14-05-2012, 01:32 AM
Salkhar
Vulcan/Romulan
Scosse appena il capo, alle parole della Trill, in una movenza che la invitava a non scomodarsi a ringraziare, e non aggiunse altro sull’argomento. Aveva già dato sfoggio a sufficienza delle sue conoscenze musicali, ma d’altronde, come vulcaniano, non era solito porsi il problema di poter apparire arrogante. Egocentrismo, solipsismo e perfino umiltà e modestia erano concetti sconosciuti ai sangue-verde che il giovane genio aveva imparato a conoscere – non ad applicare – solo sulla Terra. E aveva anche imparato a capire che fossero atteggiamenti pericolosi. Non ne era completamente sicuro, eppure la loro causa sembrava essere legata ad una profonda sofferenza, il più delle volte inconscia. Il processo era logico, in fondo: egocentrico era chi aveva uno sfrenato bisogno di apparire agli occhi degli altri, di essere apprezzato; modesto era chi ne aveva abbastanza di rispondere a delle aspettative di cui neppure aveva potere decisionale. Ciò a cui, invece, non trovava un senso era la ragione di questo dolore. Forse era la paura di essere dimenticati, o forse era il timore di deludere le persone care. Di quante sensazioni inutili erano capaci le creature emozionali. Tanti sforzi e per cosa, poi? Per un piedistallo fatto di sangue e di cadaveri? Per una bara fatta di rabbia e di lacrime? Alle volte si riteneva così fortunato ad essere nato vulcan e ad aver avuto un padre intransigente e tanto razionale da avergli risparmiato lo strazio delle passioni, ciò che, invece, paradossalmente, suo padre prima di lui aveva inseguito per tutta la vita. T’maekh gli aveva sempre parlato del nonno come di un traditore, un V’tosh ka’tur che aveva rifiutato la pace di Surak e che aveva addirittura sposato una romulana. Suo padre aveva dovuto pagare con la società per gli errori dei suoi genitori e aveva dovuto pagare per quella somiglianza fisica che lo rendeva troppo simile a sua madre. Lui, T’Mana e pure i loro due piccoli. Ma aveva rimediato – forse non del tutto – nonostante le cose non fossero state semplici. E ora che lui era svanito assieme a Vulcano, chissà come stavano Senak e la sua amata ex-decurione. Probabilmente da dio, visto che non avevano mai provato a contattare lui e Sorak nemmeno una volta, negli ultimi quattro anni. Meglio così. Lui e suo fratello non avevano niente da dire ad un traditore.
Vrrr! Vrrr!
Una vibrazione nella tasca interna dei pantaloni dell’alta uniforme catturò l’attenzione del giovane vulcan. Chi diavolo poteva essere? Mancava ancora un po’ alla partenza, se aveva fatto bene i conti, ma, se così non fosse stato, presumeva che anche la Heparel si sarebbe beccata una bella lavata di capo al primo giorno di servizio. Solo una volta estratto il dPad realizzò che si trattava di un messaggio, da parte di Sorak. Il testo conteneva solo poche parole.

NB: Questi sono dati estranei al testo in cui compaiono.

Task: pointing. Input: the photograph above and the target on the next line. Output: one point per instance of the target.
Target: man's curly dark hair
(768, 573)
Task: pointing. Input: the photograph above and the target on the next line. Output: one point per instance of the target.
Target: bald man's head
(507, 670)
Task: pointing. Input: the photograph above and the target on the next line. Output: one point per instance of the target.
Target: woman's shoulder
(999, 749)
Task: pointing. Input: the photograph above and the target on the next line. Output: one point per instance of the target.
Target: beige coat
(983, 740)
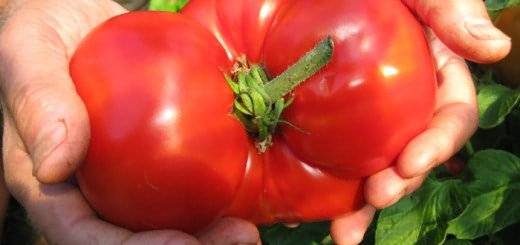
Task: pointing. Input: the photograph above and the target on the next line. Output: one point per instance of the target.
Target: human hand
(456, 30)
(46, 130)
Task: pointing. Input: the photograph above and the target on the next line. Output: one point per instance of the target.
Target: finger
(58, 210)
(465, 27)
(165, 237)
(453, 124)
(230, 231)
(351, 228)
(38, 92)
(61, 212)
(385, 188)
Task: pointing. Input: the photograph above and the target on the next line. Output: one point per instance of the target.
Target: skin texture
(51, 31)
(61, 212)
(196, 156)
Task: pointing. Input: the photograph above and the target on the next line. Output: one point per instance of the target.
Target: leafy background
(478, 205)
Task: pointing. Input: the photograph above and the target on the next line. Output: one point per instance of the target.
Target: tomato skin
(507, 69)
(169, 69)
(377, 93)
(154, 161)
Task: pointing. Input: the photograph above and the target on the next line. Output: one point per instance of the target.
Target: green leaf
(167, 5)
(495, 103)
(488, 213)
(492, 169)
(305, 234)
(496, 5)
(259, 106)
(422, 218)
(458, 242)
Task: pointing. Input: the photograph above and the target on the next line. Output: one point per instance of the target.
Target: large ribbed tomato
(166, 150)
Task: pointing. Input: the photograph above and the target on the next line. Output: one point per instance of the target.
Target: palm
(40, 101)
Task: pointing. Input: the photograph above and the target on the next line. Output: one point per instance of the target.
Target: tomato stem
(259, 102)
(306, 67)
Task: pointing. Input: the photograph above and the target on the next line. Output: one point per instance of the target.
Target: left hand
(456, 30)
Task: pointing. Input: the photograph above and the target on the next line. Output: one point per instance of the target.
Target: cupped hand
(456, 30)
(46, 128)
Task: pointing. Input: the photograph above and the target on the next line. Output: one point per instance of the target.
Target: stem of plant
(259, 102)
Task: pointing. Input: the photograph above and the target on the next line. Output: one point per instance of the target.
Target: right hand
(46, 128)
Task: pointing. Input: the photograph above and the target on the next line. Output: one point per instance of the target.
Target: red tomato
(166, 151)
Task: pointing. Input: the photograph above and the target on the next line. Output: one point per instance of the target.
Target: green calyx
(259, 102)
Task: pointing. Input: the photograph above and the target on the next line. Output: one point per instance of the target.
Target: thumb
(465, 27)
(40, 97)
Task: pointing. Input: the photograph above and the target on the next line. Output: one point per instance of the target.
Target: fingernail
(483, 29)
(46, 142)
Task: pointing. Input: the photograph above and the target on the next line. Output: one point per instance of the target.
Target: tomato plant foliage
(479, 202)
(482, 204)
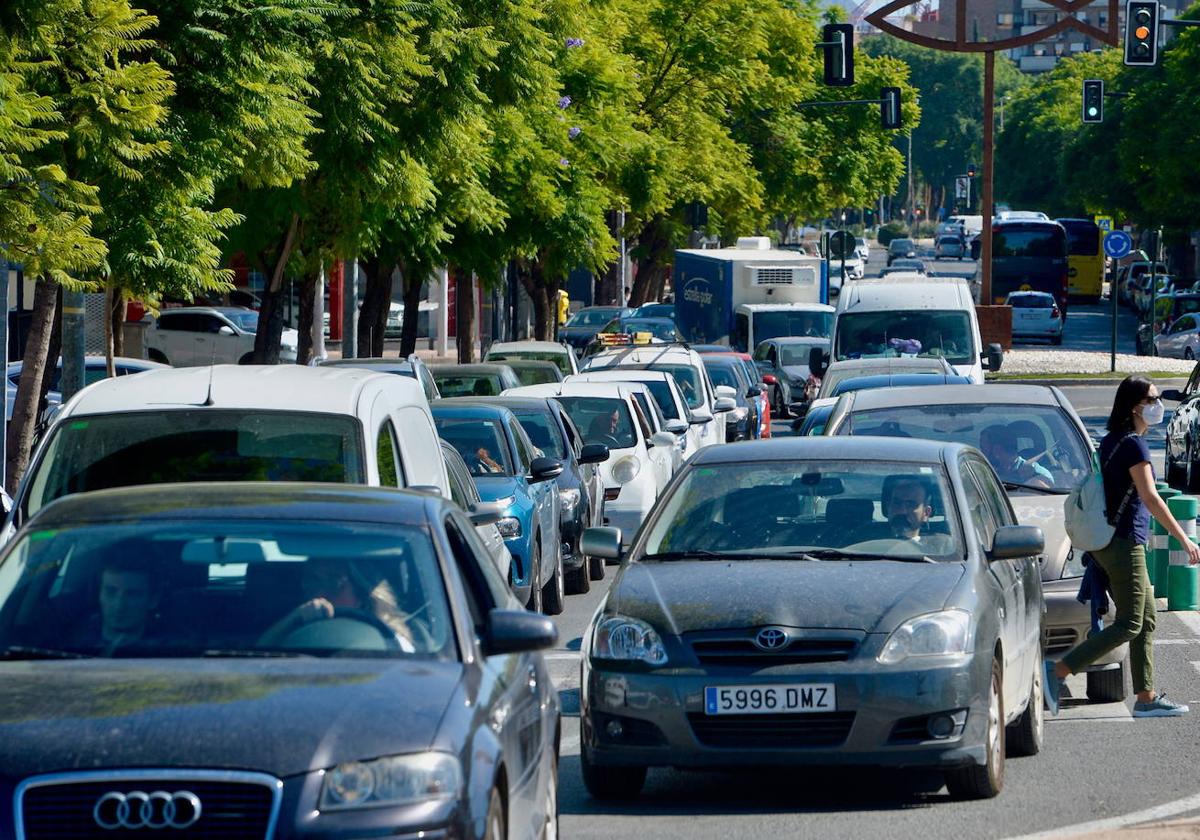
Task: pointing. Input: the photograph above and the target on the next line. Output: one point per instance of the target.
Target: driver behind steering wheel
(329, 585)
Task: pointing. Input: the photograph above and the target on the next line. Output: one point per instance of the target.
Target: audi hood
(280, 717)
(679, 597)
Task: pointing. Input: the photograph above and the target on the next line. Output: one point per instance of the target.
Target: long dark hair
(1131, 393)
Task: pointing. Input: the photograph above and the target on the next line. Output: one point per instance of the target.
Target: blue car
(505, 467)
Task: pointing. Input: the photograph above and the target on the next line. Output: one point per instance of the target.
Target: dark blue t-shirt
(1119, 453)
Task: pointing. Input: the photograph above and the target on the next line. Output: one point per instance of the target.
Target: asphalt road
(1098, 762)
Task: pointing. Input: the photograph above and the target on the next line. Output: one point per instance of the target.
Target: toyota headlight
(509, 526)
(937, 634)
(629, 640)
(394, 780)
(625, 471)
(569, 498)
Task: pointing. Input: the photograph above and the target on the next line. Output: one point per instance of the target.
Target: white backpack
(1084, 515)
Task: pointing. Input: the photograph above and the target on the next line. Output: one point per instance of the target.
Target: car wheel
(495, 828)
(1111, 685)
(611, 783)
(553, 595)
(535, 591)
(1025, 737)
(983, 781)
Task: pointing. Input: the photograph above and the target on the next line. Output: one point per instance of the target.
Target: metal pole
(1113, 299)
(73, 317)
(989, 114)
(351, 309)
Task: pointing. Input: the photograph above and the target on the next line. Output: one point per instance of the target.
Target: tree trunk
(309, 292)
(412, 280)
(373, 312)
(270, 315)
(24, 409)
(465, 317)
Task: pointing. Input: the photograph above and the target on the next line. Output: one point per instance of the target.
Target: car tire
(1026, 736)
(611, 783)
(1110, 687)
(535, 591)
(553, 594)
(496, 823)
(984, 781)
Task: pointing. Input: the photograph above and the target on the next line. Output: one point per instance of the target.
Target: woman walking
(1131, 499)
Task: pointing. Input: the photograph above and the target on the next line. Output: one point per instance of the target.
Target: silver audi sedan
(819, 601)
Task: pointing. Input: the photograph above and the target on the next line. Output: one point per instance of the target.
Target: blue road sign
(1117, 244)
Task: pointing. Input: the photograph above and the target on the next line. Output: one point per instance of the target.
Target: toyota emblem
(155, 810)
(771, 639)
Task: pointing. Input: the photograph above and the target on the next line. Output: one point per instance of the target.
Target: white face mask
(1153, 413)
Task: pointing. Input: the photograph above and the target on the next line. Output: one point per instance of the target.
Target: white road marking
(1163, 811)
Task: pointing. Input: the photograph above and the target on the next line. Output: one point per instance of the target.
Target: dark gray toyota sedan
(819, 601)
(253, 660)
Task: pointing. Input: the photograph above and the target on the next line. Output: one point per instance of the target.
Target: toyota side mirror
(819, 361)
(544, 469)
(594, 453)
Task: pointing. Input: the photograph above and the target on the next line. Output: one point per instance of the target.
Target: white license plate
(771, 699)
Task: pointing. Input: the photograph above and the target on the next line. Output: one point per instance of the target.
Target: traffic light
(889, 107)
(1093, 100)
(839, 54)
(1141, 33)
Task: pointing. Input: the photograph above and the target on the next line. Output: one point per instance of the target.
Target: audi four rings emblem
(771, 639)
(154, 810)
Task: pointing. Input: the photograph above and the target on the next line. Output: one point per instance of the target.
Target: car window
(213, 587)
(390, 469)
(207, 444)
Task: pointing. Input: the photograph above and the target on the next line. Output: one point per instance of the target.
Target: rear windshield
(139, 448)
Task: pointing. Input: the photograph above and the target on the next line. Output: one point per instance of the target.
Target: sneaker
(1159, 707)
(1050, 687)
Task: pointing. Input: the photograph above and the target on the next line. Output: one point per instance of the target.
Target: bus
(1029, 256)
(1085, 258)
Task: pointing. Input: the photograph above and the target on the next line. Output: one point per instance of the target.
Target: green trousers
(1125, 562)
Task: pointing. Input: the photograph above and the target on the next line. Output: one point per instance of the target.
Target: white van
(912, 315)
(233, 423)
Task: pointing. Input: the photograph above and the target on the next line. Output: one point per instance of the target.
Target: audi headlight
(395, 780)
(625, 471)
(937, 634)
(509, 526)
(569, 498)
(629, 640)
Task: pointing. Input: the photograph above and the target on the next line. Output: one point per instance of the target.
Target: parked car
(210, 335)
(412, 367)
(484, 515)
(412, 719)
(901, 249)
(507, 468)
(473, 381)
(580, 484)
(1182, 453)
(741, 424)
(1036, 315)
(951, 247)
(640, 465)
(1041, 450)
(535, 372)
(837, 577)
(581, 328)
(232, 423)
(94, 370)
(784, 364)
(534, 351)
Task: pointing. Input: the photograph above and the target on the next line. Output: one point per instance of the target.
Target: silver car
(1041, 450)
(819, 601)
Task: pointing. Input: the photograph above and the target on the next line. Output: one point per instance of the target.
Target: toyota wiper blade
(1036, 489)
(17, 652)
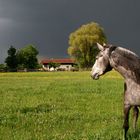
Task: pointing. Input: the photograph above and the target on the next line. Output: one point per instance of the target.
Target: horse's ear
(100, 47)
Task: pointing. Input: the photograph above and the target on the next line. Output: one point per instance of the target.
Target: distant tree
(27, 57)
(11, 60)
(82, 43)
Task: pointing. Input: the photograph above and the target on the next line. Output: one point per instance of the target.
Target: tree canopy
(82, 43)
(11, 60)
(27, 57)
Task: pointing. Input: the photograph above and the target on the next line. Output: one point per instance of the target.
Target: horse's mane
(127, 59)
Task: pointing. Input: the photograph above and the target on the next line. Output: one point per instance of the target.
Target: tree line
(24, 58)
(82, 44)
(82, 47)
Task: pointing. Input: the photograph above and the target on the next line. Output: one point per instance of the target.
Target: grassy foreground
(61, 106)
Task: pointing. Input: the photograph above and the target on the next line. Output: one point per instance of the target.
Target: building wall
(66, 67)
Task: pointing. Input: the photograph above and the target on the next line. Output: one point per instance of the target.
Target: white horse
(127, 64)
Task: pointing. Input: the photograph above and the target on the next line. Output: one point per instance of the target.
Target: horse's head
(102, 64)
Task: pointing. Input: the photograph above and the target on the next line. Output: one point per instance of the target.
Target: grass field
(61, 106)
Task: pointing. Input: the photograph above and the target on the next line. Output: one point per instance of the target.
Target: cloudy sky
(48, 23)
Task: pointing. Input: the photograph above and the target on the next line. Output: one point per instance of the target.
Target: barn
(64, 64)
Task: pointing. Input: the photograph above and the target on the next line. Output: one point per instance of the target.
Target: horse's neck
(123, 66)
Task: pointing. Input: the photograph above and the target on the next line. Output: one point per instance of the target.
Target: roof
(61, 61)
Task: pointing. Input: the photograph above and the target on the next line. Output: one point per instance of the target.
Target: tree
(82, 43)
(27, 57)
(11, 60)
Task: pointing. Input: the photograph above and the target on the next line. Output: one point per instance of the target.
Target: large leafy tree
(11, 60)
(27, 57)
(82, 43)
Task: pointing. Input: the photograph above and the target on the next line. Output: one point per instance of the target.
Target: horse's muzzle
(95, 76)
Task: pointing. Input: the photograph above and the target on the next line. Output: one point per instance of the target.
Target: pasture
(62, 106)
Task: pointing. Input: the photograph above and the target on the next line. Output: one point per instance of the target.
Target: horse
(127, 63)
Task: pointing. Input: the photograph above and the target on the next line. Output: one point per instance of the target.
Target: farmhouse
(63, 64)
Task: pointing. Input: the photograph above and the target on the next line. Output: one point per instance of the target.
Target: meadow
(62, 106)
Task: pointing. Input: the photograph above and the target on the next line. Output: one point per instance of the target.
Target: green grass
(61, 106)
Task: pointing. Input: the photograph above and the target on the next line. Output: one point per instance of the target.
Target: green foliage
(82, 43)
(11, 60)
(27, 57)
(3, 67)
(62, 106)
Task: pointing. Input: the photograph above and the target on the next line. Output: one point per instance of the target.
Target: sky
(47, 24)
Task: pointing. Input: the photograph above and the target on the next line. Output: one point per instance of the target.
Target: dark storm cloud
(48, 23)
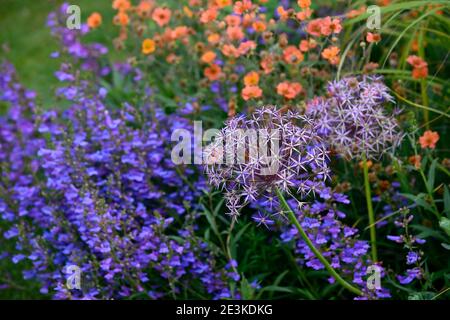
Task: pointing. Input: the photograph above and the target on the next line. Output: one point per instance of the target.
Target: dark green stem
(373, 235)
(311, 246)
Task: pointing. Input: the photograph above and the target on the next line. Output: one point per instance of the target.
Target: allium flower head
(249, 158)
(353, 118)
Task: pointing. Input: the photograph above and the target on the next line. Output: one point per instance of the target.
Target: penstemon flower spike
(317, 253)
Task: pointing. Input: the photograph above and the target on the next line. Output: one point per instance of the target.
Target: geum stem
(311, 246)
(373, 235)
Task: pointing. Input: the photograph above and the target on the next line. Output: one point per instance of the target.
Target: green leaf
(444, 223)
(446, 201)
(425, 295)
(419, 200)
(431, 175)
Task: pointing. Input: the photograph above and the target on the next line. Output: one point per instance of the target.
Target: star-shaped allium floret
(272, 149)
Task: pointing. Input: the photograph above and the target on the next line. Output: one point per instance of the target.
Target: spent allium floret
(353, 117)
(273, 148)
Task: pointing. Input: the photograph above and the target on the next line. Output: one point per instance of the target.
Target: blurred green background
(26, 41)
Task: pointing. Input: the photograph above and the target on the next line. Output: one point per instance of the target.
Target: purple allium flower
(249, 158)
(353, 118)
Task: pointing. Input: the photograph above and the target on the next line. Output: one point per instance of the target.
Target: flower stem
(311, 246)
(373, 235)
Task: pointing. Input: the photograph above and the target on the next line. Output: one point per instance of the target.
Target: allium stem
(311, 246)
(373, 235)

“Rom-halan, Salkhar. Dif-tor heh smusma.”
Deglutì mentre ancora fissava il display luminoso, ma non azzardò altro e neppure pensò di rispondere. Ripose, invece, l’oggetto al suo posto, si schiarì la gola lievemente occlusa e tornò a concentrarsi sulla conversazione che, nel frattempo, aveva preso tutt’altra piega: si era spostata sull’attuale impiego della dottoressa Dax.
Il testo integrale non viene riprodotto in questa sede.